Researchers Discover Which Brain Region Motivates Behavior Change

Researchers from the University of Pennsylvania, Yale University, Columbia University, and Duke University now better understand what motivates behavior change. The research points to a region in the brain called the posterior cingulate cortex. Neurons in this central location ramp up firing rates, peaking just before a divergent behavior occurs. The team published their findings in the journal Neuron.

​​​​​​​“The circuits in our brain that allow us to focus on a particular task, especially a task that leads to reward, are well known,” says Michael Platt, James S. Riepe University Professor . “These evolved very early in the history of life on this planet.”
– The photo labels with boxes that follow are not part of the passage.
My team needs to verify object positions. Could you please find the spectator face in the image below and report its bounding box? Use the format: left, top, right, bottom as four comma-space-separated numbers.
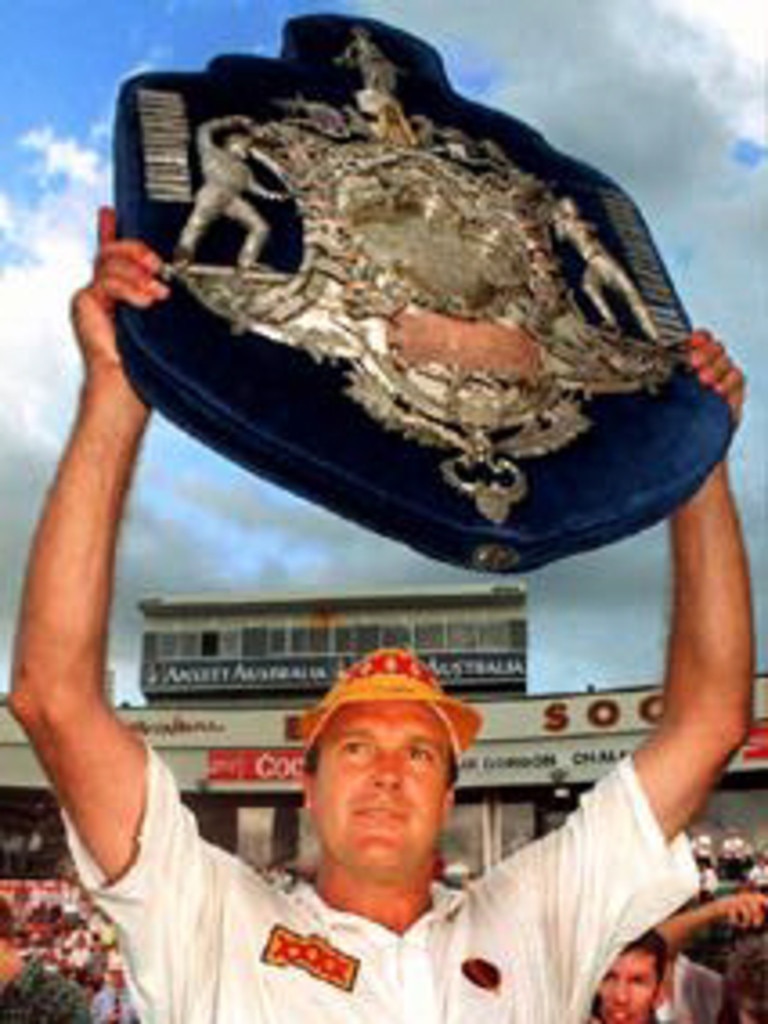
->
598, 949, 662, 1024
305, 701, 453, 885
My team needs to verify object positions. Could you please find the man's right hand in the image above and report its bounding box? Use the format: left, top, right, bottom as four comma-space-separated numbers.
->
72, 207, 170, 387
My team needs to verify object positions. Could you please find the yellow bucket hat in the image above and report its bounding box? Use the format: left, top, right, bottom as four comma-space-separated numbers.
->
299, 647, 482, 759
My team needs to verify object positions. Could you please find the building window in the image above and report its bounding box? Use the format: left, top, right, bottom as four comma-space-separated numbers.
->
445, 622, 477, 650
200, 630, 219, 657
379, 623, 413, 647
415, 620, 445, 651
243, 626, 267, 657
176, 633, 200, 658
220, 630, 240, 657
267, 626, 288, 654
336, 626, 357, 654
158, 633, 178, 662
141, 633, 158, 665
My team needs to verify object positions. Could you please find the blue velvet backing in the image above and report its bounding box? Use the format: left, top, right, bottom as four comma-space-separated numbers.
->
115, 15, 731, 571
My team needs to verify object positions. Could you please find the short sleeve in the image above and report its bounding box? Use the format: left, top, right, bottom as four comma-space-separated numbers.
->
65, 749, 228, 1024
479, 759, 697, 1020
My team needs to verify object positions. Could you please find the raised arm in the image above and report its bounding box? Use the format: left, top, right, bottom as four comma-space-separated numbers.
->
635, 332, 755, 839
10, 210, 167, 879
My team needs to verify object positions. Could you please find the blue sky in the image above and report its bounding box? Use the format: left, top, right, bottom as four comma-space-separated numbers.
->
0, 0, 768, 695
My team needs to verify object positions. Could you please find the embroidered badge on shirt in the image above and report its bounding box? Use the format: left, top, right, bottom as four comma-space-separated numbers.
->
261, 925, 360, 992
462, 956, 502, 992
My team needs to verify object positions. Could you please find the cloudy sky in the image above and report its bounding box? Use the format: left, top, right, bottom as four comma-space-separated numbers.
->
0, 0, 768, 698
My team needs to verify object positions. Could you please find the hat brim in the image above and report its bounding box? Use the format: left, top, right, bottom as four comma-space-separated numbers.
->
299, 679, 482, 758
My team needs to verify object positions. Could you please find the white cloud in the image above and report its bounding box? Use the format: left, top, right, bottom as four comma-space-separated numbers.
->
654, 0, 768, 140
0, 193, 13, 234
19, 126, 101, 187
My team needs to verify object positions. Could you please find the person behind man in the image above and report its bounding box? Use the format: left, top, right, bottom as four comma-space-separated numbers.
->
656, 892, 768, 1024
593, 930, 667, 1024
10, 211, 753, 1024
718, 926, 768, 1024
0, 896, 91, 1024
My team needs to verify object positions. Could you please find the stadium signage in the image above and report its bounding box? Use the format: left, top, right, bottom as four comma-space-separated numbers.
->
208, 748, 303, 782
542, 692, 664, 733
142, 651, 526, 693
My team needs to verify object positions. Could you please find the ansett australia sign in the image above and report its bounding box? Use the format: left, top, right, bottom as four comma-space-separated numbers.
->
141, 651, 525, 694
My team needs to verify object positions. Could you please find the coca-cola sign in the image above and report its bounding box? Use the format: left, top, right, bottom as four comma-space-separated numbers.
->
208, 748, 303, 782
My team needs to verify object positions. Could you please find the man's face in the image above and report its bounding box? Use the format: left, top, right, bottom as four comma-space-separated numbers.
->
305, 701, 453, 885
598, 949, 662, 1024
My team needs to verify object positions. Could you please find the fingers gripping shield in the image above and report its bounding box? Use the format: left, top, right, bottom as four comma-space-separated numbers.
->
116, 15, 730, 571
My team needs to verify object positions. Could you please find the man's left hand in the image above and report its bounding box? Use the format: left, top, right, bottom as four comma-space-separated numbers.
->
688, 330, 746, 423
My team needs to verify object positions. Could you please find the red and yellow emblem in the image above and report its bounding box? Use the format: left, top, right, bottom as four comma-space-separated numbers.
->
261, 925, 360, 992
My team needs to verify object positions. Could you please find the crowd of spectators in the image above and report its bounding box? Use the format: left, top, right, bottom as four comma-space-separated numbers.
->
0, 881, 138, 1024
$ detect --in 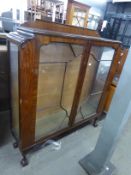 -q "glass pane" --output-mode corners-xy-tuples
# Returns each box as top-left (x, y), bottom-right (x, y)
(10, 43), (19, 138)
(35, 43), (83, 140)
(76, 47), (114, 122)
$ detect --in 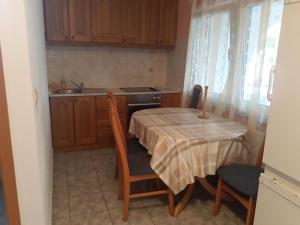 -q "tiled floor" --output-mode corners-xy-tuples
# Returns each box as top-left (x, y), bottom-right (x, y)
(53, 149), (245, 225)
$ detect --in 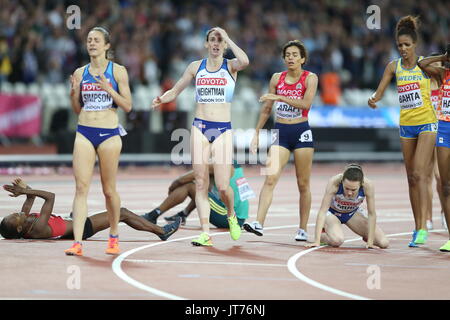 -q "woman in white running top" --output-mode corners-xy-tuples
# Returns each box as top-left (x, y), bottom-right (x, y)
(65, 27), (132, 256)
(152, 27), (249, 246)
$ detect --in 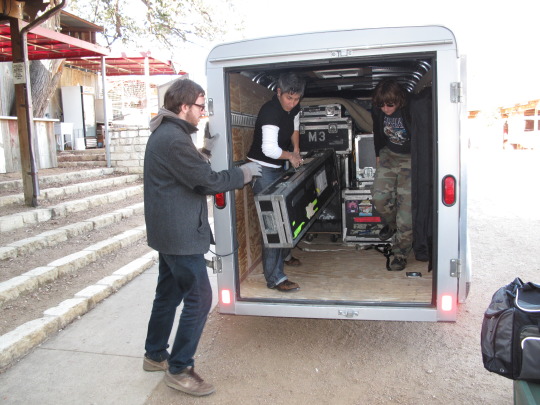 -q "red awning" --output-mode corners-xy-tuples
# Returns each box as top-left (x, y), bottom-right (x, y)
(0, 22), (186, 76)
(66, 51), (186, 76)
(0, 23), (110, 62)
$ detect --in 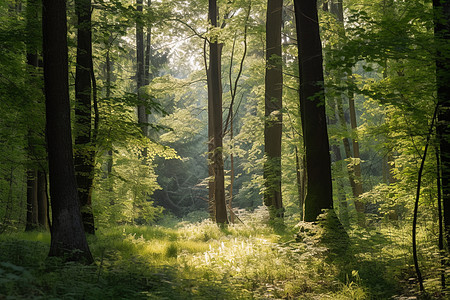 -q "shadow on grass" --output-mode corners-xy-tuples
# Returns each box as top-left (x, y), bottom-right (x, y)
(0, 229), (239, 300)
(319, 215), (400, 299)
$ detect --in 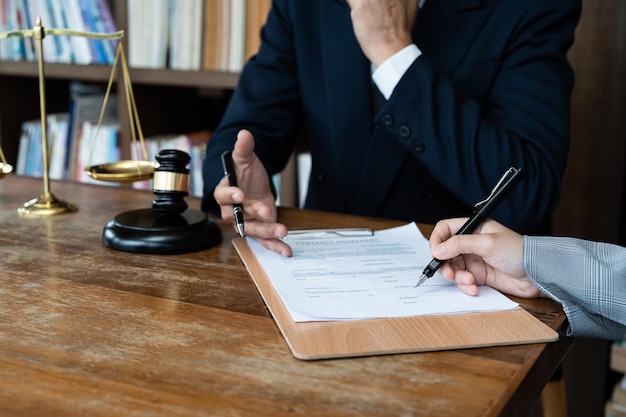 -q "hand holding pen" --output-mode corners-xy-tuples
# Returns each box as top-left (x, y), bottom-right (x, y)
(415, 167), (524, 287)
(213, 129), (292, 256)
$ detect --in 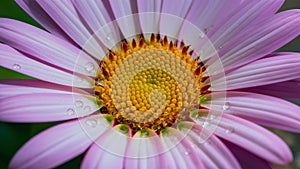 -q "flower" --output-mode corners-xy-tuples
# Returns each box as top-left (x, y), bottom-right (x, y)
(0, 0), (300, 168)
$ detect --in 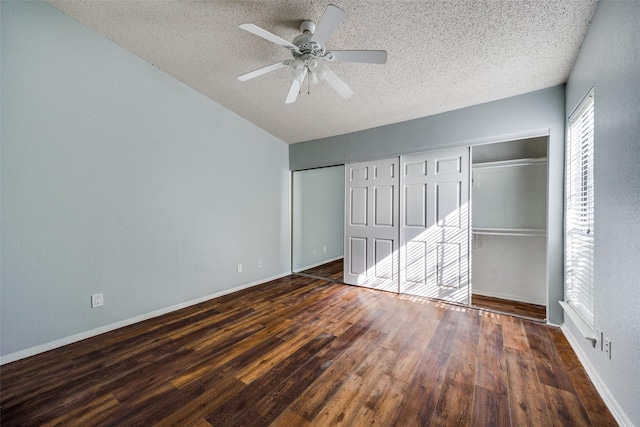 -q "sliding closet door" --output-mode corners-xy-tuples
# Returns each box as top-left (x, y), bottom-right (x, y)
(400, 147), (471, 304)
(344, 158), (399, 292)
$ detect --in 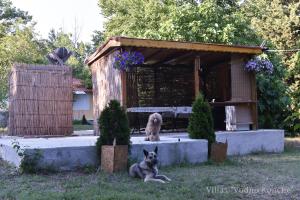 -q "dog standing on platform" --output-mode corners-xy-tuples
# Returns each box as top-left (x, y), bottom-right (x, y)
(145, 113), (162, 141)
(129, 147), (171, 183)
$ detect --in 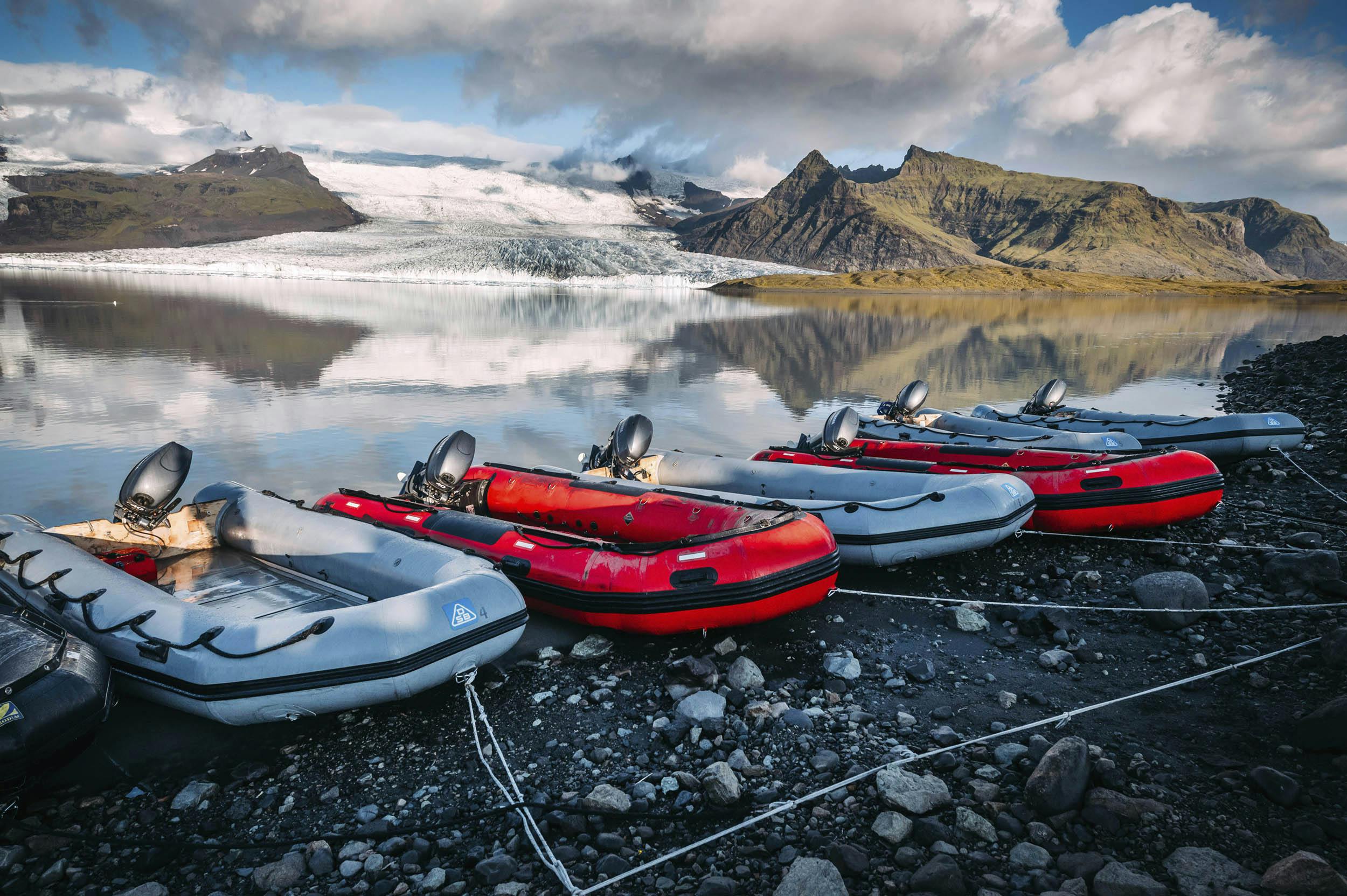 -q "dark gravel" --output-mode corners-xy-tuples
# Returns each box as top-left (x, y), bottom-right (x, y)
(0, 337), (1347, 896)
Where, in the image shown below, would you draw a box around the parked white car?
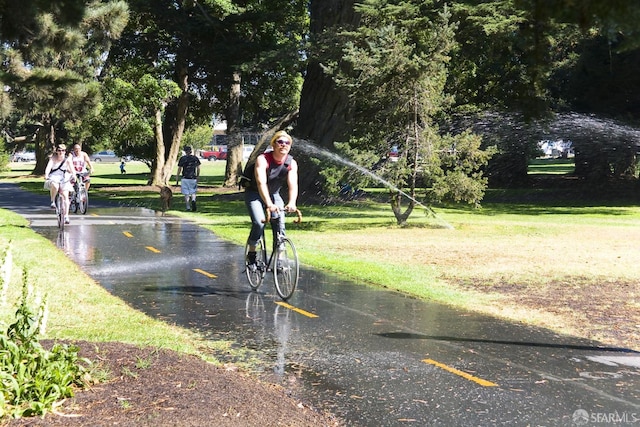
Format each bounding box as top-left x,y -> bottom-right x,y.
89,150 -> 120,163
242,144 -> 256,162
11,151 -> 36,162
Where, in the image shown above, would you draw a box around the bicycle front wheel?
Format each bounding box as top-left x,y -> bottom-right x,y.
69,192 -> 78,213
56,196 -> 64,231
244,239 -> 267,291
273,237 -> 300,301
76,186 -> 89,215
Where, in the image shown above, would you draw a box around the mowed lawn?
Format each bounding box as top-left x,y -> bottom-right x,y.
5,162 -> 640,349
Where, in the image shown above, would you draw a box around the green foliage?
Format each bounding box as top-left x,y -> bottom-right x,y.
325,0 -> 490,223
88,73 -> 180,160
182,125 -> 213,151
0,284 -> 90,418
0,248 -> 91,418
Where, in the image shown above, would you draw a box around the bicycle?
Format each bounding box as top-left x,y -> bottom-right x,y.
69,173 -> 89,215
244,209 -> 302,301
53,181 -> 68,232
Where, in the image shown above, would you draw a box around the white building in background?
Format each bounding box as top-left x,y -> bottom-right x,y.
538,139 -> 575,158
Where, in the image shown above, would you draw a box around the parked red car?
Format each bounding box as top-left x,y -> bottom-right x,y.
200,145 -> 227,161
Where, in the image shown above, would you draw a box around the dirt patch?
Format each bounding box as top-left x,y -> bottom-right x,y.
6,342 -> 344,427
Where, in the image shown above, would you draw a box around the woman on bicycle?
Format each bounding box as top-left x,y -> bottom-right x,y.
44,144 -> 74,224
244,131 -> 298,264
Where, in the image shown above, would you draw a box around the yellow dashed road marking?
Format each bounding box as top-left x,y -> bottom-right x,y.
276,301 -> 318,318
193,268 -> 218,279
423,359 -> 498,387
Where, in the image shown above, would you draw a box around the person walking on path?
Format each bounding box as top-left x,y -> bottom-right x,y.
71,144 -> 93,191
176,147 -> 200,212
244,131 -> 298,264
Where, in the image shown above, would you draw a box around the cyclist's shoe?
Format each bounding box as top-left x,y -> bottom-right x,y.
276,259 -> 289,271
247,252 -> 256,267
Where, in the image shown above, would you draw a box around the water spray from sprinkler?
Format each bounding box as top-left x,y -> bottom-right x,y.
295,138 -> 453,229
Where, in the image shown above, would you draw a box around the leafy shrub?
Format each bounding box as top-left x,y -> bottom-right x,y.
0,247 -> 91,418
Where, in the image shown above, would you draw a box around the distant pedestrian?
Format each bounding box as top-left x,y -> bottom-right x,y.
176,147 -> 200,212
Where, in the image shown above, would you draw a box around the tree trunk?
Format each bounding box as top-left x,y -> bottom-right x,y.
223,71 -> 243,187
149,109 -> 165,186
151,62 -> 189,186
294,0 -> 358,196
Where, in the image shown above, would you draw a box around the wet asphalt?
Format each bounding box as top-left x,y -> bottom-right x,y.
0,183 -> 640,426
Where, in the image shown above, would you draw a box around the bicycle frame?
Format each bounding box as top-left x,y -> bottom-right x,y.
245,210 -> 302,301
69,173 -> 89,215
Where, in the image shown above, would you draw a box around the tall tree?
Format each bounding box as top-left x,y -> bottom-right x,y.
329,0 -> 496,224
2,1 -> 128,174
102,0 -> 306,185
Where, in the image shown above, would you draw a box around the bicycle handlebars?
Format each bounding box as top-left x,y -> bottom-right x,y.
264,208 -> 302,224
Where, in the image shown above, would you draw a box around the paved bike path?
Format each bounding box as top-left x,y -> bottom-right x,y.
0,183 -> 640,426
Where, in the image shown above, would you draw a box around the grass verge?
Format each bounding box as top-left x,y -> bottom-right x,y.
9,162 -> 640,348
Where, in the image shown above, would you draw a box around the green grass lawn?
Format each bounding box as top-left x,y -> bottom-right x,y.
4,162 -> 640,352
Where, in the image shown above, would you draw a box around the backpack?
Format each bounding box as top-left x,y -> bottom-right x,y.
238,154 -> 293,189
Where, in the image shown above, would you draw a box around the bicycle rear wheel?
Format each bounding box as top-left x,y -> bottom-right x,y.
76,185 -> 89,215
244,239 -> 267,291
273,237 -> 300,301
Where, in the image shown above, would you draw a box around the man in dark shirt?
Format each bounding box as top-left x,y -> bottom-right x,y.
176,147 -> 200,211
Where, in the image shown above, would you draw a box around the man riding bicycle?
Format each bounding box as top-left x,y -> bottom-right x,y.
71,144 -> 93,191
44,144 -> 74,224
243,131 -> 298,264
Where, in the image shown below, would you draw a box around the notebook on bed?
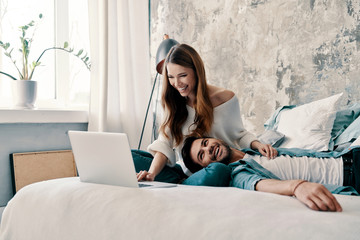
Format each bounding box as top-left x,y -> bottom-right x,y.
68,131 -> 176,188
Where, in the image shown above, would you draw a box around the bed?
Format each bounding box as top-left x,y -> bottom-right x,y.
0,94 -> 360,240
1,178 -> 360,240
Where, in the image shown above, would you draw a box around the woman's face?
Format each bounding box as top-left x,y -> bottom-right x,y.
166,63 -> 196,97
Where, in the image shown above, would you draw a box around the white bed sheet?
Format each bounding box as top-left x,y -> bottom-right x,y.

What’s less established is which trigger in the brain causes people to break from a routine, especially when doing so poses potential risks.Two experiments the research team conducted—one called the patch-leaving task, the other dubbed the traveling salesman—provided some important insights.

In the first, Platt and colleagues looked at the foraging behaviors of rhesus macaques, a non-human primate species the researchers have studied both in the lab and in the wild. The animals had the choice between harvesting a juice reward that depleted over time but was guaranteed and immediate or moving to a new “patch,” which would require more time and energy but offered a potentially larger reward.

“Imagine you’re picking berries in a tree,” he says. “At first it’s easy, but after a while you have to climb farther and farther out on weaker branches to get the berries, most of which probably aren’t ripe. At some point it makes sense to take the time and energy to go to the next tree.”